Note that any exit status lower than 5 indicates that the item's command was definitely started; only an exit status of 0 or 3 indicates that it succeeded.
Exit status values for “status”
The “status” action exits with the sum of the following values:
- 16
-
Added if the item does not exist (meaning that it has no entry in the item definition directory).
- 32
-
Added if the item is disabled.
- 64
-
Added if the item is currently running.
For example, an exit status of 0 indicates that the item exists, is enabled, and is not currently running. An exit status of 96 indicates an item which is disabled, but currently running.
FILES
File locations may be adjusted by the installation process, so for example paths listed here under /etc may be under /usr/local/etc on your system. Locations may also be overridden by configuration settings.
- /etc/scw/default.cf
-
Global default settings.
- /etc/scw/settings/USER.cf
-
Settings to apply when running as user USER.
- /etc/scw/items/USER/*.cf
-
Item definitions for user USER.
- /etc/scw/items/USER/*.sh
- /etc/scw/items/USER/*.pl
-
Item scripts for user USER, with their definitions embedded in a comment block at the top of the script (see the ITEM DEFINITIONS section).
- /var/log/scw/USER/*.log
-
The default location for log files generated by items owned by USER.
- /var/spool/scw/USER/ITEM/
-
Metrics files for the item ITEM owned by the user USER. See below for more details.
- /var/spool/scw/USER/.lock
-
An empty file used for locking while checking for dependencies and conflicts.
- /var/spool/scw/items.json
-
A JSON array describing all items, suitable for using as a Zabbix low-level discovery file. Updated by “scw update”.
- /etc/cron.d/scw
-
The default crontab written by “scw update”.

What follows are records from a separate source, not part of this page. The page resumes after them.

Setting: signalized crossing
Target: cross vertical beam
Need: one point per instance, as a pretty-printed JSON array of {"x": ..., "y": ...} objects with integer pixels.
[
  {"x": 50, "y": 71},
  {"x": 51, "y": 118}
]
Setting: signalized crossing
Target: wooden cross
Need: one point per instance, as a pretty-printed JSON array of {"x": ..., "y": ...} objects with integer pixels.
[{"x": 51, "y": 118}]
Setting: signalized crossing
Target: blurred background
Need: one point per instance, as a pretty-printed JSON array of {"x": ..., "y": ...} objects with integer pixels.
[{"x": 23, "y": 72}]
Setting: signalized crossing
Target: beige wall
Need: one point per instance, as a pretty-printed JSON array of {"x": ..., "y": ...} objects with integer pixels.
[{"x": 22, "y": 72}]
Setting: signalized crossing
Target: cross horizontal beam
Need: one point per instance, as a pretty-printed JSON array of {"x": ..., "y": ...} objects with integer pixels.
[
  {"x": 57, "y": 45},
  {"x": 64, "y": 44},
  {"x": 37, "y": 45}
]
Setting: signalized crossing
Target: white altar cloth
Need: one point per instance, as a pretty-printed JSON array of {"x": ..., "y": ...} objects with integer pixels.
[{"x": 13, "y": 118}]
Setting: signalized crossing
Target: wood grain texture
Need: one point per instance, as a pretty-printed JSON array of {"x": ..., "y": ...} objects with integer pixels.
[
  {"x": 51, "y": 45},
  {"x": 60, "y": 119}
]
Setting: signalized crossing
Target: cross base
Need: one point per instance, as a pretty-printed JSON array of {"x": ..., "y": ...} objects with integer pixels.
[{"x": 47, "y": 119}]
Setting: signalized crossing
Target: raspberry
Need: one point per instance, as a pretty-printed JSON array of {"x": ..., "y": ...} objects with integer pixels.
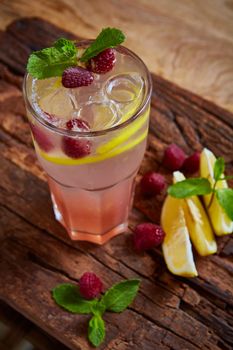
[
  {"x": 51, "y": 117},
  {"x": 174, "y": 157},
  {"x": 147, "y": 235},
  {"x": 152, "y": 183},
  {"x": 77, "y": 124},
  {"x": 41, "y": 138},
  {"x": 75, "y": 148},
  {"x": 73, "y": 77},
  {"x": 192, "y": 163},
  {"x": 90, "y": 285},
  {"x": 103, "y": 62}
]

- /var/spool/scw/.update-lock
-
An empty file used for locking while running “scw update”.
Metrics
The metrics directory for an item can contain these files:
- disabled
-
An empty file whose presence indicates that the item is disabled, and whose last-modification time indicates when it was disabled.
- success-interval
-
The number of seconds permitted between successful command runs before an alert should be raised, followed by a newline. Monitoring systems should be instructed to raise an alert if the succeeded file's last-modification time is more than success-interval seconds ago and the prerequisites-met file exists.
- prerequisites-met
-
An empty file which is created if the item's prerequisites are met, and deleted if they are not. Its last-modification time indicates when the prerequisites were last successfully checked.
- started
-
An empty file whose last-modification time indicates when the item last started. It is not updated until the item's command actually starts running (so, after any startup delays).
- ended
-
An empty file whose last-modification time indicates when the item last ended after running the item's command, regardless of whether the command succeeded. Its last-modification time is not updated unless the command actually ran.
- succeeded
-
An empty file whose last-modification time indicates when the item's command last ran and ended with a zero exit status. It is not deleted on failure.
- failed
-
An empty file which is created when the item's command runs and ends with a non-zero exit status. Its last-modification time indicates when the command first failed - it is not updated when subsequent runs fail. This file is deleted as soon as the command runs and exits with a zero exit status.
- overran
-
An empty file which is created when the item could not run because it was already running and all startup delay options were exhausted. Its last-modification time indicates when this first happened. It is deleted the next time the item is able to start.
- run-time
-
The number of seconds the item's command most recently took to run, followed by a newline. It is updated each time the item's command finishes a run, not counting any startup delays, and regardless of the command's exit status.
- .lock
-
An empty file which the item will lock while running.
- pid
-
While the item is running, this file contains the item's process ID, followed by a newline. The file is deleted on exit.
- last-status
-
The status message most recently reported by the item (see the STATUS REPORTING section).
NOTES
Commands will always appear to take at least 1 second to complete due to scw waiting for output to cease after the process has ended. This approach is required to avoid lines being recorded out of order when the command writes them to different streams.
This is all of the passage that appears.